This was a victim of stalking describing her experiences to the all party parliamentary group on Stalking, which intends to draft new, tighter, laws to combat those who set out to make the lives of others unbearable.
The evidence was simply horrible to hear. Stalkers breaking into homes, intercepting mail, dogging the steps of their targets, bombarding them with e-mail, making escalating threats of murder and suicide, and employing actual violence.
The accounts from two stalking victims and from the parents of two women who had been murdered by their stalkers were dignified but harrowing, as they set out how difficult it was, in each case, to get the courts and the police to take the threat seriously - and how the stalker's rights always seemed to trump those of the stalked.
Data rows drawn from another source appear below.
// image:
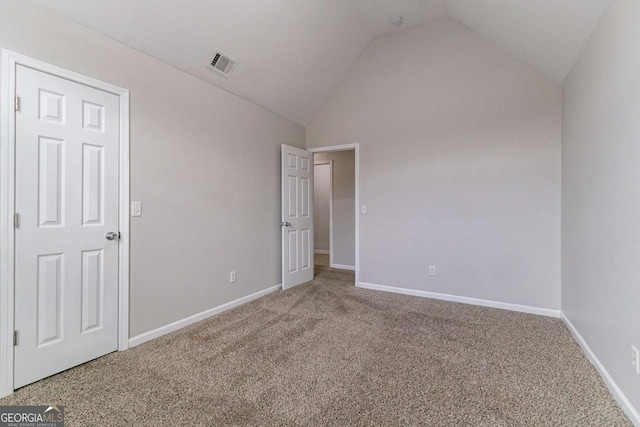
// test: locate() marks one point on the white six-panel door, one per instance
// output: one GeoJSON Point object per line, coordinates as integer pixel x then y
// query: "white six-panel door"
{"type": "Point", "coordinates": [297, 216]}
{"type": "Point", "coordinates": [66, 271]}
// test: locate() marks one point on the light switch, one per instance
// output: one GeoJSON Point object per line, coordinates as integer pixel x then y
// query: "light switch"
{"type": "Point", "coordinates": [136, 208]}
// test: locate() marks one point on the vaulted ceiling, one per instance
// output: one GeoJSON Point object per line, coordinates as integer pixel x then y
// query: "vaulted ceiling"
{"type": "Point", "coordinates": [292, 53]}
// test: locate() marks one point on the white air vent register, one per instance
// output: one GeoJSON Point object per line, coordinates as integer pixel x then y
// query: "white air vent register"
{"type": "Point", "coordinates": [222, 63]}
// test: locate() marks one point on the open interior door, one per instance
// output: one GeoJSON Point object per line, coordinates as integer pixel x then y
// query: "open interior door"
{"type": "Point", "coordinates": [297, 216]}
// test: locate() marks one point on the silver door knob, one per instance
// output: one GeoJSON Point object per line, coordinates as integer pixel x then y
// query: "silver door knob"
{"type": "Point", "coordinates": [112, 236]}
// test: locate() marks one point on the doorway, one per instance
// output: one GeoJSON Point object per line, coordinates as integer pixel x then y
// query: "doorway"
{"type": "Point", "coordinates": [337, 203]}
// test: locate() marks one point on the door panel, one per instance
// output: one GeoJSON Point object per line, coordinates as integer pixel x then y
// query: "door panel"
{"type": "Point", "coordinates": [66, 272]}
{"type": "Point", "coordinates": [297, 216]}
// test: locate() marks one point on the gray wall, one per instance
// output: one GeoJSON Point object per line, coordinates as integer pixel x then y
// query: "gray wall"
{"type": "Point", "coordinates": [321, 206]}
{"type": "Point", "coordinates": [204, 163]}
{"type": "Point", "coordinates": [460, 165]}
{"type": "Point", "coordinates": [600, 194]}
{"type": "Point", "coordinates": [344, 199]}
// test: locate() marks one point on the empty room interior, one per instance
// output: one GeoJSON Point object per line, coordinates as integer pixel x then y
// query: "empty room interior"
{"type": "Point", "coordinates": [320, 212]}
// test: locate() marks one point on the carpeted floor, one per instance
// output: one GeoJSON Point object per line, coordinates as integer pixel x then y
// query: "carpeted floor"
{"type": "Point", "coordinates": [327, 353]}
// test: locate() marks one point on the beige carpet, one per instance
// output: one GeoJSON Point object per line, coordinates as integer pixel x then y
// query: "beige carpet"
{"type": "Point", "coordinates": [327, 353]}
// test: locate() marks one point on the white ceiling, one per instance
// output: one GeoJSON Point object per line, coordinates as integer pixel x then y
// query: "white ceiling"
{"type": "Point", "coordinates": [292, 53]}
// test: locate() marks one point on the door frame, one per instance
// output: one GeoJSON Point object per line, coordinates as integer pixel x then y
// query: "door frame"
{"type": "Point", "coordinates": [356, 148]}
{"type": "Point", "coordinates": [10, 61]}
{"type": "Point", "coordinates": [330, 163]}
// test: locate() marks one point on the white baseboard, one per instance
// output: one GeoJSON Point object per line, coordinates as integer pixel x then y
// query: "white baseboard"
{"type": "Point", "coordinates": [171, 327]}
{"type": "Point", "coordinates": [342, 267]}
{"type": "Point", "coordinates": [613, 387]}
{"type": "Point", "coordinates": [465, 300]}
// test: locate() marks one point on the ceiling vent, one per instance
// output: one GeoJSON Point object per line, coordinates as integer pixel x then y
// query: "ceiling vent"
{"type": "Point", "coordinates": [222, 63]}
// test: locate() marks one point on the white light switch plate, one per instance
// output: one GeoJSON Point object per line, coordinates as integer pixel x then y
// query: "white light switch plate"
{"type": "Point", "coordinates": [136, 208]}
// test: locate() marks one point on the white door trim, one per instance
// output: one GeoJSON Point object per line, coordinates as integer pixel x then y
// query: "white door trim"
{"type": "Point", "coordinates": [330, 163]}
{"type": "Point", "coordinates": [345, 147]}
{"type": "Point", "coordinates": [10, 60]}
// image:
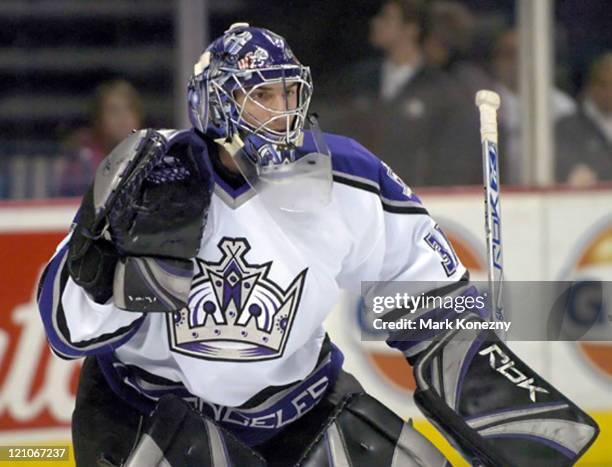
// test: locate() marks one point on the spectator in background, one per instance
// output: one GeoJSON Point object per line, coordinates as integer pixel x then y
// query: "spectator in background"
{"type": "Point", "coordinates": [505, 69]}
{"type": "Point", "coordinates": [447, 44]}
{"type": "Point", "coordinates": [406, 111]}
{"type": "Point", "coordinates": [116, 111]}
{"type": "Point", "coordinates": [584, 140]}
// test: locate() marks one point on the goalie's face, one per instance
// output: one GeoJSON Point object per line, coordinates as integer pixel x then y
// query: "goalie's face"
{"type": "Point", "coordinates": [269, 107]}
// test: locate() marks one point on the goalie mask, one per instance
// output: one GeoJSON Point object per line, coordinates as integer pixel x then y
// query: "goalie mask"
{"type": "Point", "coordinates": [251, 95]}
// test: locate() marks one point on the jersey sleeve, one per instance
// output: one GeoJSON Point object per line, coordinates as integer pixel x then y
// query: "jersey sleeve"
{"type": "Point", "coordinates": [401, 249]}
{"type": "Point", "coordinates": [399, 241]}
{"type": "Point", "coordinates": [75, 325]}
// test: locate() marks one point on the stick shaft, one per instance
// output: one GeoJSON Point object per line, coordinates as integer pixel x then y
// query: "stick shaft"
{"type": "Point", "coordinates": [488, 104]}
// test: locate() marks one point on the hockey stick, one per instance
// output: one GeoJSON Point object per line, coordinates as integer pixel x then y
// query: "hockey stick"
{"type": "Point", "coordinates": [488, 103]}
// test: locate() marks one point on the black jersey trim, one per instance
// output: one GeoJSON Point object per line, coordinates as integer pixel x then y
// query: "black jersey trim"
{"type": "Point", "coordinates": [387, 207]}
{"type": "Point", "coordinates": [356, 184]}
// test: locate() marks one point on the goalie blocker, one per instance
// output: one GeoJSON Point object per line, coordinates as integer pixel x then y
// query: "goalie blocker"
{"type": "Point", "coordinates": [494, 408]}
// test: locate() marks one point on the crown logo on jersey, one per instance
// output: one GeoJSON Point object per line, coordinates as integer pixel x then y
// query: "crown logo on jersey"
{"type": "Point", "coordinates": [236, 312]}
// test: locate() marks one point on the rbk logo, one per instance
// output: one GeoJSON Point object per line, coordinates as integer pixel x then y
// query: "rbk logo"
{"type": "Point", "coordinates": [504, 365]}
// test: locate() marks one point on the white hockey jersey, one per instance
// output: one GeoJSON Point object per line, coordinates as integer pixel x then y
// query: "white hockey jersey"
{"type": "Point", "coordinates": [265, 282]}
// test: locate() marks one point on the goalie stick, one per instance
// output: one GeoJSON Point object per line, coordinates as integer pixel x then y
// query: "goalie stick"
{"type": "Point", "coordinates": [488, 103]}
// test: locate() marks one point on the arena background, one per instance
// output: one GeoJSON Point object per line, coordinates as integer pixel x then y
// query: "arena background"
{"type": "Point", "coordinates": [53, 54]}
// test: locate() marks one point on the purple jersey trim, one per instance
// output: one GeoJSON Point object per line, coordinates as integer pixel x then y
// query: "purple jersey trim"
{"type": "Point", "coordinates": [252, 426]}
{"type": "Point", "coordinates": [53, 318]}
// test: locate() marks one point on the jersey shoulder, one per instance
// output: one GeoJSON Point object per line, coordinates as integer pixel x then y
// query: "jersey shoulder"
{"type": "Point", "coordinates": [355, 166]}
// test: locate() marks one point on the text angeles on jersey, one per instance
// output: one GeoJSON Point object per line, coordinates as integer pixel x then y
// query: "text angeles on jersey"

There was an interesting aside from Laura Richards, the criminal psychologist advising the group - she had talked to several parliamentarians about the issue and discovered several had had unpleasant experiences with stalkers.
Last Friday on BBC Radio 4's Today in Parliament, there was a short report on the evidence session held by the group last week. The all party Stalking group's Chair, Plaid Cymru's Elfyn Llywd, was tactful and sympathetic as the appalling tales piled one upon the other.
He has already extracted a pledge from David Cameron at Prime Minister's Questions to meet them when their proposals are complete and give them a sympathetic hearing.
If I've ever heard a hole in the law exposed in evidence in Parliament, this was it.